6610 pattern twice (more hand patterns, 6-6 minors)
7, 8, 9 unchanged. except we agree to open 1M with 7 diamonds and 6 major.

The increases for the frequencies of 4-4 in the both minors and 55, 54, 65 in the minors more than make up for the loss of 33 in minors being opened 1C.

Basically, due to ties go to diamonds, or even 5C-4D or 6C-5D goes to diamonds, there are more hand distributions that can open 1D than 1C. However, since 4-3-3-3 and 3-4-3-3 are two of the most common hand patterns, this increase in patterns is overcome somewhat by the frequency of those hands. Making the opening about even. I have to admit this finding really surprized me. All of this results in an increase in the number of possible hand patterns that would open 1♦. The total number of combination are 2.025 x 10^11. The number quoted earlier for 1♣ opening include 5C-4D and 6C-5D and 7C-6D which are now included in the 1D openings. So if we remove those distribution, the 1.97 x !0^11 is decreased to 1.77 x 10^11.
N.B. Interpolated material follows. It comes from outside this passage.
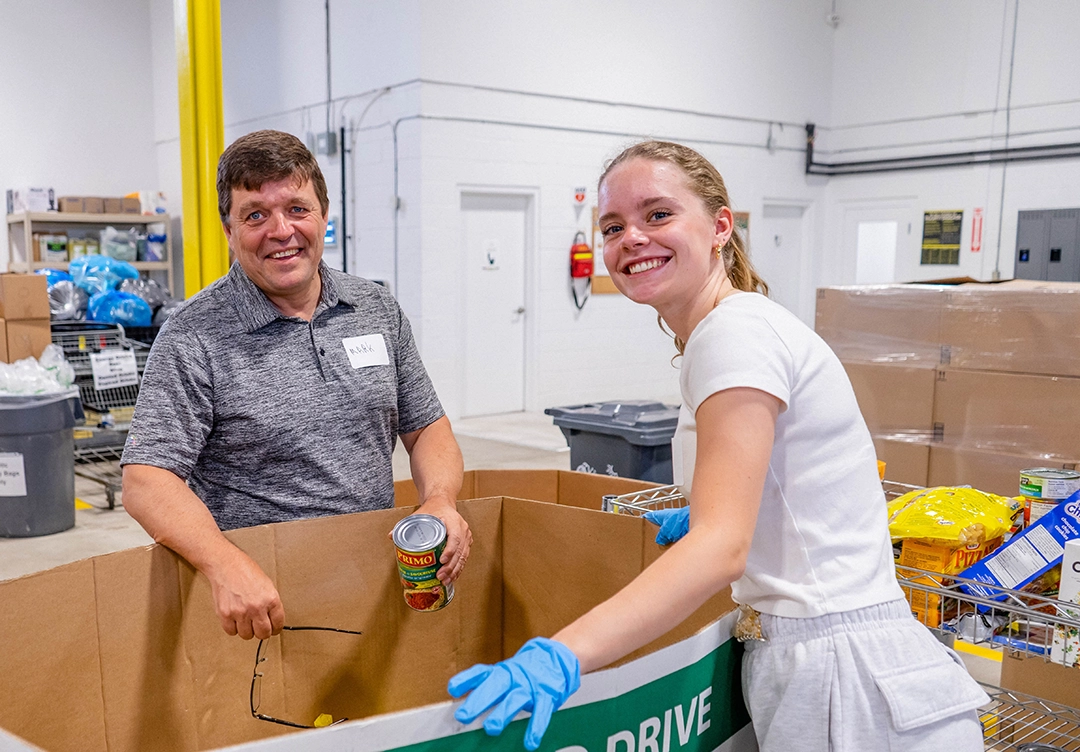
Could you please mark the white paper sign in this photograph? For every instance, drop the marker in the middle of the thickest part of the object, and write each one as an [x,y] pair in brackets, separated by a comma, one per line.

So the ratio of 1C to 1D openings might be expected to be 1.77/2.025 or 1 to 1.14, or open 1D slighly more often than 1C in standard american context. That surprises me, because I am use to seeing a lot more 1C opening bids in open databases. But a lot of people play strong club, or open 1C with all balanced 11-14, etc (even when holding 2C) which throws that off I guess. Something is probably off with my math or assumptons about what would be opened, or I might have removed too many hand patterns from the 1C opening pattern, because the 1C/1D opening by JEC and partner was much closer to 1 to 1. But it was interesting to look.

[manudude03]

A couple of minor mistakes (I think anyway, our total hands seem way off for 1C seemed way off*) in there that I see:

You haven't mentioned for 4432 (3 diamonds) for the 1D opening.
4144- we would open 1D unless the singleton was diamonds no?
5332- you're double counting once you force the 5 card suit to be diamonds.
5404- Do people really open 1D with 4045 when you can easily rebid 1S over 1H?

*I just checked the total with the NT hands included and I get 1.98 x 10^11 with the hands with 4D5C, 5D6C etc included.

[inquiry]

manudude03, on 2011-August-07, 13:28, said:

*I just checked the total with the NT hands included and I get 1.98 x 10^11 with the hands with 4D5C, 5D6C etc included.

I had 1.97 x 10^11 when I included 4D5C and 5D6C in with the 1C openers. Not sure it that is rounded or not. 5332 hands there are six of them
2S3H5D3C, 3S2H5D3C, 3S3H5D2C. I included all of those.

I am very curious at how the bridge statistics web page quoted earlier came up with several of their numbers. For instance, that page says a 1♦ opening bid will have 5 or more diamonds 72% of the time rather or not you play weak or strong 1NT. I have tried to figure out how he came up with is numbers. It looks like he is taking the percentage of different hand patterns and multiplying by the percentage of hcp, but I have not been able to do this criss-cross and get his numbers. Anyone see how he derived these very high numbers?

[hotShot]

Just checked the 1♣/1♦ ration of my simulation if I move the 4+♦/ ♦len.+1♣ hands to the 1♦ opening.

I get the ration of 1: 1.13 which is close to inquiry's expectation of 1 : 1.14.